The IEEFA report author Simon Nicholas, an energy finance analyst, said the Eighth Five Year Plan clearly acknowledges Bangladesh's power overcapacity problem as well as solutions to address it.
He said the financial sustainability of the power system is currently seriously jeopardised by heavy subsidisation and ballooning capacity payments to fossil fuelled power producers, stretching the power system's already weakened financial position.
"Increased reliance on expensive imported coal and LNG is a burden the government simply cannot afford to wear going forward," he said.
He further said any increased reliance on coal and LNG risks seeing electricity costs for energy consumers rise even further at a time when ever-cheaper solar and wind power is available.

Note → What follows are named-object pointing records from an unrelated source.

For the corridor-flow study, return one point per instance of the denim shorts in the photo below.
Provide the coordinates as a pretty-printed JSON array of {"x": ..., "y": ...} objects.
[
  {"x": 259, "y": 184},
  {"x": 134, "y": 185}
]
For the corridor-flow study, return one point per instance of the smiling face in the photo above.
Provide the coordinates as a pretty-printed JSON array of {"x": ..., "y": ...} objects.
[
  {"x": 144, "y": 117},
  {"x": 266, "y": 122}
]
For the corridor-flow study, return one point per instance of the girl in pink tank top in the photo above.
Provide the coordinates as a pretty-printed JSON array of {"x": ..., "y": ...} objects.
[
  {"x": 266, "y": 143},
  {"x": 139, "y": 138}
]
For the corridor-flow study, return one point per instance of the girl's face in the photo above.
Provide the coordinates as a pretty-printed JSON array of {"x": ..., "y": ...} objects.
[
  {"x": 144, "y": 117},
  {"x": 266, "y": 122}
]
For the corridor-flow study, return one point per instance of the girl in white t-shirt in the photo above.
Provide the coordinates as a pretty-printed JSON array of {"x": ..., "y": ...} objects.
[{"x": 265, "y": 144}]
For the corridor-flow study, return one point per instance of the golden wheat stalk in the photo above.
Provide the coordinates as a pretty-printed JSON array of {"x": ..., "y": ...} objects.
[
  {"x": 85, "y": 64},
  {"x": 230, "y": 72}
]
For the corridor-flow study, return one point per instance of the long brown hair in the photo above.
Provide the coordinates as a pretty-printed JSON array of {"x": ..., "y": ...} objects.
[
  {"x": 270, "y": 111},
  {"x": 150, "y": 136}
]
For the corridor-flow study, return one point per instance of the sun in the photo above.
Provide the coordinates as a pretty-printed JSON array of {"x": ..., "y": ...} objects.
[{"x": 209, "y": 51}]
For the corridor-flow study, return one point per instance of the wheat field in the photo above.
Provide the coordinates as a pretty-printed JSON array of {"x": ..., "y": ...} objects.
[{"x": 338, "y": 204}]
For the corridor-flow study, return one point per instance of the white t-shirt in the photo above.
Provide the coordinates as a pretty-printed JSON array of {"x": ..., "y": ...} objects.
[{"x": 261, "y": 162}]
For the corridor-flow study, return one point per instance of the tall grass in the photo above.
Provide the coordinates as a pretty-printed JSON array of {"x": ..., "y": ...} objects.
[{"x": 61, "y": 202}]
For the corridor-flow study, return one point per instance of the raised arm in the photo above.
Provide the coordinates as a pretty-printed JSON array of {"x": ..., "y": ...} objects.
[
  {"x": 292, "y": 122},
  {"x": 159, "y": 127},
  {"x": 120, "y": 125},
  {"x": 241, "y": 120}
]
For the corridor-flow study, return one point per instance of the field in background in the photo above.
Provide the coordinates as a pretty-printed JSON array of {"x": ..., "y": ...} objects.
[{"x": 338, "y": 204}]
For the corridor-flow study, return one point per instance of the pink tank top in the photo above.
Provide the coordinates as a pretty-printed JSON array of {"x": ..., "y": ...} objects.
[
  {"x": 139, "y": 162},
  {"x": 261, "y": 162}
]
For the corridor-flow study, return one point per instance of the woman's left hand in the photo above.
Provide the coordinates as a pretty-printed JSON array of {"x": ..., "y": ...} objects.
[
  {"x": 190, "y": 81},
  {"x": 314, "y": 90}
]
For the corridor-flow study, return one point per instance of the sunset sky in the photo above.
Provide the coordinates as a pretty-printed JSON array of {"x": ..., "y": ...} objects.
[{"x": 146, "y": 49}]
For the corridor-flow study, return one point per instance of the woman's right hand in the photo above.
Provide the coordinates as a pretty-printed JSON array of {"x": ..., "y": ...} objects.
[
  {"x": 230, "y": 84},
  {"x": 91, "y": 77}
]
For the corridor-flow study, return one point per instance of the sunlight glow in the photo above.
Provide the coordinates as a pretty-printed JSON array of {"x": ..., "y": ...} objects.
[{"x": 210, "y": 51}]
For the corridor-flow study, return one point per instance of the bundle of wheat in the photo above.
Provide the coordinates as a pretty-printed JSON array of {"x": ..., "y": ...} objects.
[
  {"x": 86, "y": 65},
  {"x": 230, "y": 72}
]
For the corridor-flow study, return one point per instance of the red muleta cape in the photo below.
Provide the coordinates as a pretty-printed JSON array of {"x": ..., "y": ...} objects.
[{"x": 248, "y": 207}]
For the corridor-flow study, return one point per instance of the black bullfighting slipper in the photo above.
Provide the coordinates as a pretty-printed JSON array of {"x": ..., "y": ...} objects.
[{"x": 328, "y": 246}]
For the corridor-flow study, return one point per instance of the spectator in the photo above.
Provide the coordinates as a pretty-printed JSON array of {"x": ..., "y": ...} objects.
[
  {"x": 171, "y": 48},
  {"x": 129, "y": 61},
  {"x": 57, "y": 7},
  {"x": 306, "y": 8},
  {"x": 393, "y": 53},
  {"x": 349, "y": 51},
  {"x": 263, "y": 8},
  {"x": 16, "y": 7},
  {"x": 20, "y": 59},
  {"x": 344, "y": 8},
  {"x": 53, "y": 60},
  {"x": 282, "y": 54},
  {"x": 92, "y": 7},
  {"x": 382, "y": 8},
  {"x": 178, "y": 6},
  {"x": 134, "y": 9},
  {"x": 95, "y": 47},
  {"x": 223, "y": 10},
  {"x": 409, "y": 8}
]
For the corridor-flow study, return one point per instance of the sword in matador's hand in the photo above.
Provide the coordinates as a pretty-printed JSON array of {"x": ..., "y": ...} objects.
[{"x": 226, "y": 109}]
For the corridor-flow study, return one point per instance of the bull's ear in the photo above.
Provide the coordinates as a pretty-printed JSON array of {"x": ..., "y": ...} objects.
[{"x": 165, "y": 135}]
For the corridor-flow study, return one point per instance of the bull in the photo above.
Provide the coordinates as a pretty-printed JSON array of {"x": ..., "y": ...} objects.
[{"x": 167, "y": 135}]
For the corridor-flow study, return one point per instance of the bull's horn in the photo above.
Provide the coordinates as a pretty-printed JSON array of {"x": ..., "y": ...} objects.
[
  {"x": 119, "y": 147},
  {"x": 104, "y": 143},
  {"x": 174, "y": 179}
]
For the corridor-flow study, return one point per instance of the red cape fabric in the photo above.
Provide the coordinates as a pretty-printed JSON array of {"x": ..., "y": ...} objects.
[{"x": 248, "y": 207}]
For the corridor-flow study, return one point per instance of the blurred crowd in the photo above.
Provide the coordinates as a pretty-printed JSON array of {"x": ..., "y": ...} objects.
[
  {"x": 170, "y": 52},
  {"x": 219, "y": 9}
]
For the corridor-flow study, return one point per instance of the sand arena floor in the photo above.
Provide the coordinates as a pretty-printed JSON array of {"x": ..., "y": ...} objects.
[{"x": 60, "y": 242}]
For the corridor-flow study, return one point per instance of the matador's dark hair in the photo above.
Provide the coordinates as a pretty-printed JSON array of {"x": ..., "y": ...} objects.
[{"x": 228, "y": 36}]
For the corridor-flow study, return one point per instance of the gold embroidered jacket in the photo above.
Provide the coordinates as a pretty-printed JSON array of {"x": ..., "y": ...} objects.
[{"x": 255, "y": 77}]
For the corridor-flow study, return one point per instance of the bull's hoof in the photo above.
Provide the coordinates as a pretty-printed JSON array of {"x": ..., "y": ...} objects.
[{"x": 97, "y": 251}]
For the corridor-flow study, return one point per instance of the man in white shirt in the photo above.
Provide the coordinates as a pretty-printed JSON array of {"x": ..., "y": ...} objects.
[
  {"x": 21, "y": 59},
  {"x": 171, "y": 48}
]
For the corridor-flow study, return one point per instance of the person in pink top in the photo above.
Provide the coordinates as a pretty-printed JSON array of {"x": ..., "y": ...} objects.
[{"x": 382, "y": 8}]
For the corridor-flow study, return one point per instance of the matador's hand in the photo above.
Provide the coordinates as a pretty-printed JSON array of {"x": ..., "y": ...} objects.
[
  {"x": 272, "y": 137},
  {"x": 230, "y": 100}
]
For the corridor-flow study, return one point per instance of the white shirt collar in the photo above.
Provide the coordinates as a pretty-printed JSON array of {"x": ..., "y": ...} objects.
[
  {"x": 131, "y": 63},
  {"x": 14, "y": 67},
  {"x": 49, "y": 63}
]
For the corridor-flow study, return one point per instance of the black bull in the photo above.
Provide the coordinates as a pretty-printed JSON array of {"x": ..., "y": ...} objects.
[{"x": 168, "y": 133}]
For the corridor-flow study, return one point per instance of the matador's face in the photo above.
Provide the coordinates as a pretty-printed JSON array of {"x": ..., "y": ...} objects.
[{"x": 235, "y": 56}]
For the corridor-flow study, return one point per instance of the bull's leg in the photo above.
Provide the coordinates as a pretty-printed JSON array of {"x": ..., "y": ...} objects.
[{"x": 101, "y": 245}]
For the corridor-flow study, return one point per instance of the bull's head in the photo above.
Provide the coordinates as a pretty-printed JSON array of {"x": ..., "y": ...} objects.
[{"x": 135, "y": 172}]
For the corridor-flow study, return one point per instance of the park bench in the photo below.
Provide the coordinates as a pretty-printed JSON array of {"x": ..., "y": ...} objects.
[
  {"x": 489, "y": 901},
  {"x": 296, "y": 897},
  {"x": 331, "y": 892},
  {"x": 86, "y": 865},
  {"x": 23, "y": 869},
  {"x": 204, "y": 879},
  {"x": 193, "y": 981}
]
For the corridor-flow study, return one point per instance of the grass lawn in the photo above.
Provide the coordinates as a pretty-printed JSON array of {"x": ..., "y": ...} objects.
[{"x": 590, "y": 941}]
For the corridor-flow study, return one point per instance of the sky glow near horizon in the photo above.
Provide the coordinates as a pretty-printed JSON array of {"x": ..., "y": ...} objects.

The Japan International Cooperation Agency (Jica) funded the existing master plan, which was prepared by Tokyo Electric Power Company Holdings.
The upcoming master plan is also scheduled to be prepared by the same organisation as Jica signed a Record of Discussions with the Bangladesh government for the development of the plan in March this year.
If Jica funds coal power and creates a plan for more high-cost, LNG-fired capacity, it will be worsening overcapacity and increasing the likelihood of power tariff increases for consumers, said Simon.
"Coal and LNG are carbon-intensive fuel sources, and the most technologically and economically challenged by the current global energy transition to renewable clean energy," he added.
The IEEFA examines issues related to energy markets, trends, and policies and its mission is to accelerate the transition to a diverse, sustainable, and profitable energy economy.